Despite Sampson’s pride he was praising a rather rag tag army and not particularly well trained army. The report cites how some sported the camouflage suits of EOKA-B, the pro-mainland Greek and anti-Makarios group, often given a ‘terrorist’ tag. Others wore American Army fatigues, but whatever they wore all gave defiant V-for-victory signs as they left for the front where they knew they would be up against a Turkish force that were both better dressed and equipped, but also better trained.
In 2002 Henri J. Barkey and Philip H. Gordon produced a report ‘Cyprus: the Predictable Crisis The situation in Cyprus can no longer be called a crisis as it has lasted far too long for that, but nevertheless it has included any number of min-crises. They believed at that time that the approaching acceptance of Greek Cyprus as part of the European Union would set off a major Mediterranean crisis between Turkey and the west of Europe, a prediction that was more or less unfounded as can be seen in hindsight.
They felt that such a conflict would disrupt any positive advances that had been made between the two sides of the Cypriot population going as far as saying that resulting crisis might lead to a permanent Turkish annexation of the Northern Turkish Cypriot section of the island, making permanent division that already exists and producing a deep split between Turkey and western Europe, and even an armed confrontation between NATO members and all this at a time when the United States of America is seeking to bring about a global coalition to fight against terrorism and Middle Eastern Wars as between Arab and Jew. The European Union is in control of the membership accession timetable as well as being in charge of any economic incentives.
The United States is Turkey’s most important strategic ally and also an important partner of Cyprus, Greece and other countries of the European Union ands so has a considerable amount of leverage to put on all those concerned. Andrew Borowiec, ‘Cyprus: A Troubled Island, 2003 A southern Cypriot reviewer of this work concludes :- I concurred (sadly) with some of the author’s descriptions of modern
Cypriot society (particularly in the south with which I’m familiar), as well as with the conclusion that the differences between the two sides – at least at the official level – appear to be irreconcilable, and that the only hope is at the grassroots level where there is a need to start building a Cypriot identity and consciousness, if we ever want to see the divide go away…

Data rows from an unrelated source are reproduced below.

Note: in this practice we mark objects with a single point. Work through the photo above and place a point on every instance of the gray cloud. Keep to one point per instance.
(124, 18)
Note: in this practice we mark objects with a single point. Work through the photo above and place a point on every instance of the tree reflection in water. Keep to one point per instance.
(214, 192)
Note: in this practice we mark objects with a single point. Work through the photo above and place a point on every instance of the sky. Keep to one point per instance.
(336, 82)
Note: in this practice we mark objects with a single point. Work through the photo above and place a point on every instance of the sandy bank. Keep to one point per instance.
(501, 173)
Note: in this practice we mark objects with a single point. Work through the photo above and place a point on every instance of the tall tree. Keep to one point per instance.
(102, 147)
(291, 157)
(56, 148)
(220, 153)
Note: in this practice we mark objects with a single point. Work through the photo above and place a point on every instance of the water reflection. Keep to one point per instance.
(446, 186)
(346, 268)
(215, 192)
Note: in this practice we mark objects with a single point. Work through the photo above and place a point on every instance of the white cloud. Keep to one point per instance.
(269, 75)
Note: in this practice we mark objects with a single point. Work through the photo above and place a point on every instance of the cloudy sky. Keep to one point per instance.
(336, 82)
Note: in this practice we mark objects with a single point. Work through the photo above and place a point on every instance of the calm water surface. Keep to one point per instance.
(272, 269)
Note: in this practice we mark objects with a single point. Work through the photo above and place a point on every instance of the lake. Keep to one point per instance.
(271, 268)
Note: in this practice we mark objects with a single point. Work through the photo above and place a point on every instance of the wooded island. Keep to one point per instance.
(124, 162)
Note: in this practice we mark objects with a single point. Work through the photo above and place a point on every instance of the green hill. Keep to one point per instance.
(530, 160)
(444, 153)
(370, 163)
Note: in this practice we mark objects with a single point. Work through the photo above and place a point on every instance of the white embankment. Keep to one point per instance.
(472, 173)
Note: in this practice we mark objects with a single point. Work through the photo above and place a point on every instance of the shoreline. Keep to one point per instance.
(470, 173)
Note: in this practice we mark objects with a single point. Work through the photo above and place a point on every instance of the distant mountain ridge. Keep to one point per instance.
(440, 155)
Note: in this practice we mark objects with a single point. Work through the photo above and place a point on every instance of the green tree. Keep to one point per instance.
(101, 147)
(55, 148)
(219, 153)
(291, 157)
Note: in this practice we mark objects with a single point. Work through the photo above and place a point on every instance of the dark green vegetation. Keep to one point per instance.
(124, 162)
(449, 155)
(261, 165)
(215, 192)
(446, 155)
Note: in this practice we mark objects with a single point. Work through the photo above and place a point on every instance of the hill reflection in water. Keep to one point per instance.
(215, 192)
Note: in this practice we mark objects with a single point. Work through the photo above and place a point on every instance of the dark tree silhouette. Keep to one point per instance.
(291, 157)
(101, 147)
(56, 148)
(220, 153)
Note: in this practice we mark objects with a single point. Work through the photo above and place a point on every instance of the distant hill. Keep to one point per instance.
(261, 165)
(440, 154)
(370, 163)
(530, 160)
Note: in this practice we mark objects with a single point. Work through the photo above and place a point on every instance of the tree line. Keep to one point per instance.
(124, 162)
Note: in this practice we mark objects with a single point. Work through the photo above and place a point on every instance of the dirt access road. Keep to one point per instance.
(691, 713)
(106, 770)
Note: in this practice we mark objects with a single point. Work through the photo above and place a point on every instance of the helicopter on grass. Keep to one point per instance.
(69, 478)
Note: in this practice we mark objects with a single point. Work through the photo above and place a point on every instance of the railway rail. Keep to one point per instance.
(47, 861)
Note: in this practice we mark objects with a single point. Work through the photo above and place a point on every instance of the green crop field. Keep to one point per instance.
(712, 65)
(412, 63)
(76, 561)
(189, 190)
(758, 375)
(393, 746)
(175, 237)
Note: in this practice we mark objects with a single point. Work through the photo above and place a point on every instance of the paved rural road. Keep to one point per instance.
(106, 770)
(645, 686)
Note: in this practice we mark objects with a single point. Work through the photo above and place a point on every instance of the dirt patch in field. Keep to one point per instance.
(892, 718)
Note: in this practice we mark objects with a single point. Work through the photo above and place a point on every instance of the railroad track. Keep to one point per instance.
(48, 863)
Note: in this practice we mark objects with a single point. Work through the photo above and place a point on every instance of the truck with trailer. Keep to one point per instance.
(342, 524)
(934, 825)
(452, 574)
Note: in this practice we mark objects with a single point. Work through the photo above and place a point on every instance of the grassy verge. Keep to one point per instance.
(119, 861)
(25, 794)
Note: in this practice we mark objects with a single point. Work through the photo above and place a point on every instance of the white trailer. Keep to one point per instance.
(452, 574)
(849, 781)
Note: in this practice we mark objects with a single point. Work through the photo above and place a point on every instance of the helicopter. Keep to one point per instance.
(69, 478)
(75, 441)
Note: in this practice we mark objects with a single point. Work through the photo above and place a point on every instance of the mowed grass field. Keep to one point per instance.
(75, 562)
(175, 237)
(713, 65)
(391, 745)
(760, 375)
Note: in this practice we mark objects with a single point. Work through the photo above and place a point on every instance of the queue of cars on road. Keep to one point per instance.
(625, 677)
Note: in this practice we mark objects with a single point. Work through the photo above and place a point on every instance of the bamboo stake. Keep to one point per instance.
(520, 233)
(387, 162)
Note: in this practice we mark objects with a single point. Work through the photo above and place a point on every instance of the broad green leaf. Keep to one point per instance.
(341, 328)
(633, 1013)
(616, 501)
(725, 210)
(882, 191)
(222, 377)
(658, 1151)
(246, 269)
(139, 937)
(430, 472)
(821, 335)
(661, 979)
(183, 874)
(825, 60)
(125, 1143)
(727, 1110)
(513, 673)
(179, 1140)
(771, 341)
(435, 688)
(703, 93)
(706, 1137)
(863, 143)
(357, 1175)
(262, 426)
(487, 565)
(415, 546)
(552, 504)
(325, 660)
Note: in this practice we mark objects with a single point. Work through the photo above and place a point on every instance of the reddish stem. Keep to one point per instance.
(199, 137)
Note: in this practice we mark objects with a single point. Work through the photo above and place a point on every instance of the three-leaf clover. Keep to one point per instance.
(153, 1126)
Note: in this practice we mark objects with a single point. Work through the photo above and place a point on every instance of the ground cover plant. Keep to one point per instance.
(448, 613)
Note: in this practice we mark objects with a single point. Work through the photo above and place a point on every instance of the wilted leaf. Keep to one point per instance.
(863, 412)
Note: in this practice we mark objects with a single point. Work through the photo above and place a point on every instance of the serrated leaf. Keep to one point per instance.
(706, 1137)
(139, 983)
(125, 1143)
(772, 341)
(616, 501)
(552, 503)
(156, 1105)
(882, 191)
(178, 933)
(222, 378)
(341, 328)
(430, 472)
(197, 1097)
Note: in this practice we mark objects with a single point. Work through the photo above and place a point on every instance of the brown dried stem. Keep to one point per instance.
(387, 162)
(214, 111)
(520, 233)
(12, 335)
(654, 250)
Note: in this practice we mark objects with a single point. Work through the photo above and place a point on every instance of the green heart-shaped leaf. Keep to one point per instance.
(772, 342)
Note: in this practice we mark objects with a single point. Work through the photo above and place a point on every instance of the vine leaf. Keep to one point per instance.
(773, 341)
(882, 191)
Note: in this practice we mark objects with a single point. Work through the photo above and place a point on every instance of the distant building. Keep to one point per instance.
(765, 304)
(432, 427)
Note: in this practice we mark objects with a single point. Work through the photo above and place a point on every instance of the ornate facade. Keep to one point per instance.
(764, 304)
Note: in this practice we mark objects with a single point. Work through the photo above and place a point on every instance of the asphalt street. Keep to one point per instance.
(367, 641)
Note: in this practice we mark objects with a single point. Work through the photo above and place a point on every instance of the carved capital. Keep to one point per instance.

Eleni Apeyitou in her 2003 article ‘Turkish-Cypriot nationalism : its history and development 1571- 1970’ comments on the growth of nationalism on the island and concludes:- the intellectual birth of Turkish-Cypriot nationalism and its initial spread as an ideological child of mainland Turkish nationalism had very little to do with Greek Cypriots and their already developed nationalism, its growth and final form came to be conditioned as that of a response and reaction to Greek-Cypriot nationalism. And it is true, that despite many invasions and changes in control, Greece has been the major influence upon the island for over 1000 years, although of course geographically Turkey is nearer physically.
Cyprus :State of United Nations Negotiations by Carol Migdalovitz of the Foreign Affairs , Defence and Trade Division was updated in 2003 discusses various factors that each have their effect on these talks – Domestic Politics in Cyprus, European Union Policies and the individual policies of Turkey and Greece. She also discusses the policy of another interested party – the United States of America. Since 1974 America has been supporting the activities of the United Nations as that organization sought to bring about a reconciliation between the opposed sides.